Brembo claims to spend more on R&D each year than the rest of the US brake industry combined earns in revenue. That money pays dividends here, and they have developed a lighter and stronger monobloc radial caliper for the Desmosedici. Using only 2 pads instead of the typical 4, the calipers bite on 330mm discs that, despite a 12% increased surface area, don’t increase weight. Braking feel is perfect. Even though the riding stance is comfortable, the braking force seems overwhelming as my weight is pushed forward, but the Desmosedici maintains its composure. I grip the aluminum tank with my knees to hold some of that weight off my arms, until at the right moment I slide to the left side of the seat and hang out my knee. As the bike turns in, I marvel at the neutral handling, and how precisely the bike can be placed on the track. The Öhlins gas-charged suspension is well-matched to my weight and gives the bike its taut feel; but it is not harsh. The Desmosedici goes exactly where I want it to, turning-in perfectly and absorbing track vagaries that would upset a lesser machine. (Click image to enlarge)
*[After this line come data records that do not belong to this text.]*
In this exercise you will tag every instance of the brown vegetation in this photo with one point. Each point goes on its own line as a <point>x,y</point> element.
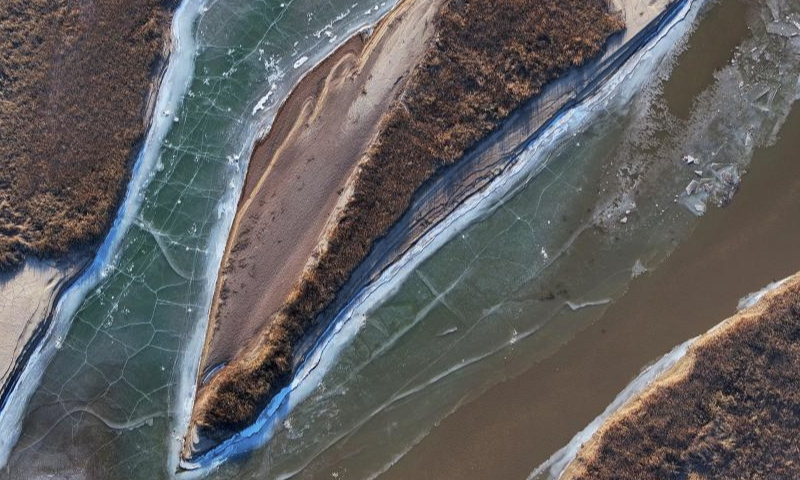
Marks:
<point>74,78</point>
<point>735,414</point>
<point>490,56</point>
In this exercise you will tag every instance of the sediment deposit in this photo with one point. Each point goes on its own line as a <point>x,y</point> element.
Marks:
<point>480,69</point>
<point>728,409</point>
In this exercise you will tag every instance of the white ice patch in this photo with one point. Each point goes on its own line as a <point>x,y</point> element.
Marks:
<point>555,465</point>
<point>751,299</point>
<point>173,87</point>
<point>619,89</point>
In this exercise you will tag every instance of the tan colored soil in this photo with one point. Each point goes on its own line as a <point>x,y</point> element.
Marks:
<point>683,424</point>
<point>298,176</point>
<point>489,58</point>
<point>74,82</point>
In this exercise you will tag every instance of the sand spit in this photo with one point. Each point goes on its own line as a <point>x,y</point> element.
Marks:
<point>27,297</point>
<point>727,409</point>
<point>70,123</point>
<point>74,83</point>
<point>234,396</point>
<point>297,180</point>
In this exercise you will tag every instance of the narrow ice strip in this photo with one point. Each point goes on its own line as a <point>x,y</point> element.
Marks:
<point>554,467</point>
<point>749,300</point>
<point>619,89</point>
<point>575,306</point>
<point>172,89</point>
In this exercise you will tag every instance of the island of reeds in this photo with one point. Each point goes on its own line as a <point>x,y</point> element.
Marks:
<point>729,409</point>
<point>486,59</point>
<point>74,82</point>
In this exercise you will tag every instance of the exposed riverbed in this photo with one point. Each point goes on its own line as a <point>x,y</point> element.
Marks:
<point>503,343</point>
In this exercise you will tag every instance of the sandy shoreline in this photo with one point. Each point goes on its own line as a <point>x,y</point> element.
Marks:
<point>734,250</point>
<point>297,179</point>
<point>679,373</point>
<point>208,397</point>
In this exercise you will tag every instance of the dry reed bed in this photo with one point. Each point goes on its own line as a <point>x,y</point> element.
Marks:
<point>488,58</point>
<point>732,411</point>
<point>74,79</point>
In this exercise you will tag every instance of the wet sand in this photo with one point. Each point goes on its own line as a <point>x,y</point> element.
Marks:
<point>643,406</point>
<point>515,426</point>
<point>299,175</point>
<point>27,297</point>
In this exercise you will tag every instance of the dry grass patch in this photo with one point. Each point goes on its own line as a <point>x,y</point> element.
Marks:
<point>74,78</point>
<point>488,58</point>
<point>736,414</point>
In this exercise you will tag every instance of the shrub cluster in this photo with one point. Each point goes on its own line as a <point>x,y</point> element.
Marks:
<point>735,415</point>
<point>488,57</point>
<point>74,78</point>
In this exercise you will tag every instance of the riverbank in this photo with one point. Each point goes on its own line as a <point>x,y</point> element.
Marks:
<point>69,141</point>
<point>71,119</point>
<point>432,130</point>
<point>733,250</point>
<point>727,409</point>
<point>300,174</point>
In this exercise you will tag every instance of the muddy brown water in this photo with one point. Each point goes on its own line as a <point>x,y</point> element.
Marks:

In Italian racing red (what else?) the Desmosedici is spectacular elegance. Pictures don’t do it justice; each gorgeous nuance is breathtaking. This is one of those machines that, every time you look at it, you notice something more. But make no mistake; this is no trailer queen, no exhibition-only prima donna. The frame is Ducati’s trademark rigid trellis that’s comprised of a complex series of various diameter tubes. Weighing 4 lbs less than the 1098, the Desmosedici’s frame has almost double the torsional stiffness; an astounding achievement. Almost all of the rest of the chassis components are created from carbon fiber, for both strength and light weight. The entire sub-frame and seat, the complete fairing and radiator shrouding, the front sub-frame, airbox and air-intakes—and of course both the front fender and footpeg hangers—are all beautifully crafted for both form and function. The long and beefy aluminum swingarm—a claimed 35% stiffer than the 999’s—also reflects the focus of this dazzling machine.

Ducati’s 2007 MotoGP Championship was achieved in such a dominating fashion that it left the competition stunned. With such a dramatic and traceable lineage, the Desmosedici RR is not only incredibly rare, but it is also the spectacular performer one would expect.